When Temporary Becomes Permanent
Delony pointed out what had become painfully obvious: what started as a temporary arrangement had stretched way beyond its expiration date. "It's been five years," he said, noting that this was no longer about being patient with a startup. This was about basic financial sustainability.
Lara acknowledged the reality and said she'd recently told her husband that if the business doesn't start gaining traction, he needs to get a job. She'd even floated the idea of selling their home, which has about $415,000 in equity, though she wasn't certain of its current market value.
Cruze pushed back on the housing angle. "It's not a house problem — it's an income problem," she said.
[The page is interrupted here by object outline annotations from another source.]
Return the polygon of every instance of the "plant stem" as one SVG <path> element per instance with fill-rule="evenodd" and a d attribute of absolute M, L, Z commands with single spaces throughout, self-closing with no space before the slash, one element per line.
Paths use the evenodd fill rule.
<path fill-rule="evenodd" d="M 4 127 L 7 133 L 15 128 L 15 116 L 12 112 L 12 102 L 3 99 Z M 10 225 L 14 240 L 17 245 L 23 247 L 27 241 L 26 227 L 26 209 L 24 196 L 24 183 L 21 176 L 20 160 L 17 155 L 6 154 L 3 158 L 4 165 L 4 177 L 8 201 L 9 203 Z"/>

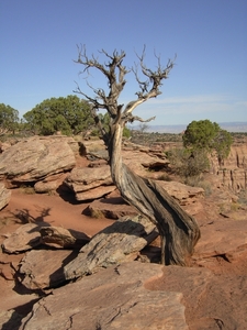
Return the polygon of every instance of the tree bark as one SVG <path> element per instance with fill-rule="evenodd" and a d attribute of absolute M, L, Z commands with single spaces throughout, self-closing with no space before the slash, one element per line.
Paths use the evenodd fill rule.
<path fill-rule="evenodd" d="M 85 66 L 83 72 L 96 68 L 108 80 L 110 89 L 108 95 L 102 89 L 92 88 L 96 97 L 91 98 L 81 91 L 79 87 L 77 92 L 91 102 L 92 116 L 96 123 L 101 128 L 103 140 L 108 146 L 113 183 L 128 204 L 136 207 L 141 213 L 156 224 L 161 239 L 161 263 L 166 265 L 189 265 L 193 248 L 200 238 L 200 230 L 195 219 L 183 211 L 179 204 L 156 182 L 139 177 L 133 173 L 123 164 L 121 155 L 122 135 L 125 124 L 135 120 L 141 122 L 149 121 L 134 117 L 132 114 L 133 110 L 148 99 L 156 98 L 161 94 L 159 87 L 162 85 L 162 80 L 168 78 L 169 72 L 173 67 L 173 62 L 169 59 L 167 66 L 162 68 L 159 57 L 156 56 L 158 66 L 153 72 L 144 65 L 144 48 L 142 56 L 137 57 L 145 80 L 139 79 L 137 66 L 135 69 L 132 69 L 138 82 L 139 91 L 136 92 L 137 99 L 130 101 L 124 108 L 123 105 L 117 103 L 117 99 L 126 84 L 124 77 L 128 73 L 126 67 L 122 65 L 125 53 L 123 51 L 121 53 L 114 51 L 113 55 L 109 55 L 102 50 L 101 53 L 109 58 L 109 63 L 102 65 L 94 56 L 89 58 L 85 47 L 78 48 L 78 51 L 79 57 L 77 63 Z M 106 110 L 110 116 L 110 132 L 106 132 L 101 127 L 97 114 L 99 109 Z"/>
<path fill-rule="evenodd" d="M 123 127 L 121 120 L 111 127 L 109 156 L 113 183 L 121 196 L 158 228 L 161 264 L 187 266 L 200 238 L 198 223 L 158 183 L 139 177 L 122 162 Z"/>

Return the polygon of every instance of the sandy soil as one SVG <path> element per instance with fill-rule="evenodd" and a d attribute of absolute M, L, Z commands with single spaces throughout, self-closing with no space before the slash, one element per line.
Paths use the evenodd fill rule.
<path fill-rule="evenodd" d="M 89 204 L 76 204 L 60 196 L 25 195 L 21 190 L 12 190 L 9 205 L 0 211 L 0 243 L 14 232 L 23 222 L 45 221 L 50 226 L 74 229 L 92 237 L 112 223 L 109 219 L 92 219 L 83 215 Z M 24 254 L 3 254 L 0 251 L 0 310 L 23 306 L 36 298 L 31 293 L 16 287 L 13 280 L 14 270 Z M 20 307 L 20 312 L 26 307 Z"/>

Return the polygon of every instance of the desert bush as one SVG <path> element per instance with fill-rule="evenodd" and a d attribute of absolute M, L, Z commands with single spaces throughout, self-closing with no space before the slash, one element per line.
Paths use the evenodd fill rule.
<path fill-rule="evenodd" d="M 212 194 L 211 183 L 205 180 L 201 175 L 186 178 L 184 184 L 191 187 L 200 187 L 204 189 L 205 196 L 210 196 Z"/>
<path fill-rule="evenodd" d="M 167 152 L 166 155 L 173 172 L 186 178 L 197 177 L 210 168 L 206 152 L 203 150 L 176 148 Z"/>
<path fill-rule="evenodd" d="M 239 194 L 238 194 L 238 202 L 240 205 L 247 205 L 247 189 L 243 189 Z"/>
<path fill-rule="evenodd" d="M 167 173 L 161 174 L 157 179 L 161 180 L 161 182 L 171 182 L 172 180 L 171 177 Z"/>

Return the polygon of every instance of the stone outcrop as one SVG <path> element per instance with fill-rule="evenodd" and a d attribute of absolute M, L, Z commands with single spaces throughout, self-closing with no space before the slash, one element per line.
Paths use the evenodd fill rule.
<path fill-rule="evenodd" d="M 171 195 L 190 215 L 197 216 L 203 210 L 202 201 L 204 200 L 204 190 L 199 187 L 190 187 L 177 182 L 162 182 L 158 180 L 169 195 Z M 119 219 L 124 216 L 136 216 L 138 211 L 126 204 L 116 189 L 109 194 L 105 198 L 93 200 L 88 209 L 93 218 L 109 218 Z"/>
<path fill-rule="evenodd" d="M 55 135 L 22 140 L 0 154 L 0 178 L 20 186 L 68 172 L 76 165 L 70 147 L 74 142 L 72 138 Z"/>
<path fill-rule="evenodd" d="M 66 279 L 78 278 L 126 261 L 157 238 L 155 226 L 141 216 L 123 218 L 96 234 L 64 268 Z"/>
<path fill-rule="evenodd" d="M 214 173 L 235 194 L 247 189 L 247 138 L 243 139 L 233 143 L 229 155 L 221 167 L 216 160 L 212 161 Z"/>
<path fill-rule="evenodd" d="M 41 227 L 36 223 L 20 226 L 15 232 L 3 241 L 3 251 L 7 253 L 20 253 L 38 246 L 41 244 L 40 229 Z"/>
<path fill-rule="evenodd" d="M 33 306 L 21 330 L 188 330 L 182 295 L 151 292 L 145 284 L 162 266 L 124 263 L 58 288 Z"/>
<path fill-rule="evenodd" d="M 0 183 L 0 210 L 9 204 L 10 198 L 11 190 L 7 189 L 3 183 Z"/>
<path fill-rule="evenodd" d="M 112 183 L 110 167 L 76 167 L 65 179 L 77 200 L 90 200 L 100 198 L 115 189 Z"/>
<path fill-rule="evenodd" d="M 22 258 L 19 280 L 29 289 L 47 289 L 65 284 L 64 266 L 76 257 L 69 250 L 32 250 Z"/>

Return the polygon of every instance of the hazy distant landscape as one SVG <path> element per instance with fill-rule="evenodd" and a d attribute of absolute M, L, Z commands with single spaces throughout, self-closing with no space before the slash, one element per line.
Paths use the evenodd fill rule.
<path fill-rule="evenodd" d="M 247 122 L 220 122 L 220 127 L 228 132 L 247 132 Z M 148 125 L 146 132 L 158 132 L 158 133 L 181 133 L 187 128 L 183 125 Z M 138 125 L 131 125 L 132 130 L 138 130 Z"/>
Selling a house with that much equity might provide temporary relief, but it wouldn't fix the fundamental issue: zero dollars coming in the door.
Instead, Cruze encouraged Lara to start tracking several months of expenses and building a clear monthly budget before sitting down with her husband. "Facts are your friends," she explained. Having concrete numbers would reduce the fear and emotion clouding their financial discussions and give them something solid to work with.
It's Not Just About Money
As the conversation progressed, something deeper emerged. Delony suggested that Lara's next discussion with her husband shouldn't start with ultimatums about employment or selling the house. It should start with the relationship.
"I want to be married to you in five years," Delony offered as a potential opening line. Frame it as a statement of commitment, not a threat.
That resonated with Lara. She admitted her real fear wasn't financial at all. The uncertainty and lack of communication had begun eroding trust between them. "It's more about the future of our marriage than the money," she said.
And there it is. The money problem is serious, but it's amplifying something arguably more important: whether this couple can weather this storm together. With $80,000 left and no income stream, the clock is ticking. But maybe the first step isn't crunching numbers or updating resumes. Maybe it's having an honest conversation about what they both want their life to look like five years from now.